Her otizmli bireyin sahnede vazifesini eksiksiz yerine getirdiğini lisana getiren Berrakçay, “Burada hedefimiz otizmli bireylerin sahnede müzikle birlikte neler yapabileceklerini göstermek. Topluma bir rol model olabilmek ve sayıları günden güne artan otizmli bireylerin ailelerine motivasyon sağlamak. Yani maksadımız, yeni teşhis almış otizmli çocuğu olan bir anne babanın çocuğuna imkanlar verilirse bu basamaklara kadar gelebileceklerini göstermek.” dedi.
Öğrencilerin birinci konserde yalnızca 13 dakika sahnede kalabildiklerini lakin eğitimlerle şu an sahnede 2 saate yakın durabildiklerini anlatan Berrakçay, “Bu çocuklarımız ve gençlerimiz eğitim hayatlarına devam ettikleri müddette, sıralarında da 45 dakika oturmayı öğrendiler, hasebiyle sınıfın yaramaz çocuğu pozisyonundan çıkıp artık kendilerinin de arkadaşları tarafından kabulü gerçekleşmeye başladı. Böylece hem gündelik hayatlarına hem akademik hayatlarına katkı sağlamaya başladık. Bugün koromuzda bir öğrencimiz doktora öğrencisi, bir öğrencimiz yüksek lisans öğrencisi ve yaklaşık 10 öğrencimiz de üniversitelerin müzik kısımlarında ve başka ilgili kısımlarında akademik eğitimlerine devam ediyorlar.” tabirlerini kullandı.

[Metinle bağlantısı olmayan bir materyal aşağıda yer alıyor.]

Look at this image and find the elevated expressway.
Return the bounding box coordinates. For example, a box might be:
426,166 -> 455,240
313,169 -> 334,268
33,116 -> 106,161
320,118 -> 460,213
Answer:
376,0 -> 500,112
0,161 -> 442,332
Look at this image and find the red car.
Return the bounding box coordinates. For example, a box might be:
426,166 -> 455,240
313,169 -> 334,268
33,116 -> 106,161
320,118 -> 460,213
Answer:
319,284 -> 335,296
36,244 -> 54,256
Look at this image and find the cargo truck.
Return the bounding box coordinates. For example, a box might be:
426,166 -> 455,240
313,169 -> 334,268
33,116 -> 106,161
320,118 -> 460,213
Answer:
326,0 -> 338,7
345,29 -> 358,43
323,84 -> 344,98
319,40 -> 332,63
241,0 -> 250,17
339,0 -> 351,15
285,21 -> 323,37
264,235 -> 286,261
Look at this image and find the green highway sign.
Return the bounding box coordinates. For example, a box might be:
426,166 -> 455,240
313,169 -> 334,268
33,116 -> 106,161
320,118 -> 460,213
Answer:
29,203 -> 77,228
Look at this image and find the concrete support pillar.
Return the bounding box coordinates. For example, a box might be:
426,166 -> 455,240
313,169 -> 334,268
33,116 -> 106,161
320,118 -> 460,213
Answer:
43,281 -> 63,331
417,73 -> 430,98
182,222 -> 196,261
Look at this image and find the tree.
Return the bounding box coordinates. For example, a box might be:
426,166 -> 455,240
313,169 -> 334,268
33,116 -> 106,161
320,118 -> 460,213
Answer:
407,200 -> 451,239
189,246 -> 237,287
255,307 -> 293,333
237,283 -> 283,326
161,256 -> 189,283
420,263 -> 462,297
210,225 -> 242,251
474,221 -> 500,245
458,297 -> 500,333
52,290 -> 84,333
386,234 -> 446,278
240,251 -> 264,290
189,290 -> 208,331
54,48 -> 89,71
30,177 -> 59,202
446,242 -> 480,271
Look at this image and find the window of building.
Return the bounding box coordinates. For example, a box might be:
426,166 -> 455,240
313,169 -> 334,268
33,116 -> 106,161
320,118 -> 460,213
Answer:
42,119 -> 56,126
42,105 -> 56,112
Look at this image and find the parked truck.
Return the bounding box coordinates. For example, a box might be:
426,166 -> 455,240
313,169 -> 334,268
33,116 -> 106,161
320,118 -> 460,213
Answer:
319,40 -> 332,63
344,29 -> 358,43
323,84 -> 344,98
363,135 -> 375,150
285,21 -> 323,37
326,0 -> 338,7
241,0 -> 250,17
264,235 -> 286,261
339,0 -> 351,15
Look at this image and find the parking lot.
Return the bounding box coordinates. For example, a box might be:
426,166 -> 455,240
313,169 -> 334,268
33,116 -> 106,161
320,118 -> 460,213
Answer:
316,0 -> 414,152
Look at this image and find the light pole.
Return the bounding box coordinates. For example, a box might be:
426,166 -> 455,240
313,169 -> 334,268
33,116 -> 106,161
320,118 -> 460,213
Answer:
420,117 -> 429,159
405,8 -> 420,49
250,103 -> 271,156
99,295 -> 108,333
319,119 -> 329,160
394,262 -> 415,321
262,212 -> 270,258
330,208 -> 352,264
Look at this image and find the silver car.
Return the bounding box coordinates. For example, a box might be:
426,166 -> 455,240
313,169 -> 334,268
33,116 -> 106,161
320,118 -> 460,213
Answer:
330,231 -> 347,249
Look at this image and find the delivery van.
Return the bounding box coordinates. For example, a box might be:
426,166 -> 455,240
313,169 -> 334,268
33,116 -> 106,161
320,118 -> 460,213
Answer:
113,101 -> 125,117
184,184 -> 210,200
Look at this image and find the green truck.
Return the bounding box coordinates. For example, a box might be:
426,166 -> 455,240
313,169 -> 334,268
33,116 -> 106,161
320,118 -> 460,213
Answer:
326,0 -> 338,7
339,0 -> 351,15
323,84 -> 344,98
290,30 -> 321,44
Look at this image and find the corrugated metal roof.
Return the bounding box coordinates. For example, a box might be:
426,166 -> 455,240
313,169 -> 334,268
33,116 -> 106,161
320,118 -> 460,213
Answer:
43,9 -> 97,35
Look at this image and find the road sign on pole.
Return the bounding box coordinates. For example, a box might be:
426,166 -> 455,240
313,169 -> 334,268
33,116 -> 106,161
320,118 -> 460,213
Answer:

İZOT Orkestra Koordinatörü Semra Güngör ise konuşamayan otizmli bireylerin dahi müzik sayesinde müzik söylemeye başladığını lisana getirdi.
Topluluğa katılan otizmli bireylerin lise ve üniversitelerde çeşitli kısımlarda okuduğunu aktaran Güngör, “Bu toplulukla çocuklarımızın toplumsallaşmaları sağlanmış oldu. Arkadaşlıklarının pekişmesine sebep oldu. Yoksa bu çocuklar sahiden otizmli oldukları için başka çocuklarla kaynaşmaları güç olabilir. Kendi ortalarında çok hoş arkadaşlık kurdular.” dedi.
Türkiye’nin çeşitli vilayetlerinde konserleri fiyatsız olarak verdiklerine işaret eden Güngör, “Buradaki hedefimiz üniversitelerdeki öğrencileri bu hususta bilgilendirmek, hem de otizmli olan aileleri, öbür vilayetlerdeki aileleri bu bahiste teşvik etmek ve onların da çocuklarının bunları başarabileceğini, desteklemek emeliyle kent şehir geziyoruz. Azerbaycan’dan otizmle ilgili bir dernek bizi davet etti. Onlar da tıpkı halde bizden sonra koro kurdular ve Orçun hocamız onlara da online olarak da olsa bir takviye vermeye çalışıyor.” diye konuştu.
Toprak Tahir Kurt, koronun davulcusu olduğunu ve davul çalmayı çok sevdiğini belirterek, “Küçüklüğümden beri davul çalıyorum. İnşallah üniversite okuyup benden sonraki arkadaşlarıma müzik öğretmenliği yapacağım.” tabirini kullandı.
Eren Arıcan ise koroda kendini çok keyifli hissettiğini, müzik söyleyip ritim tutmanın kendisine güzel geldiğini kaydetti.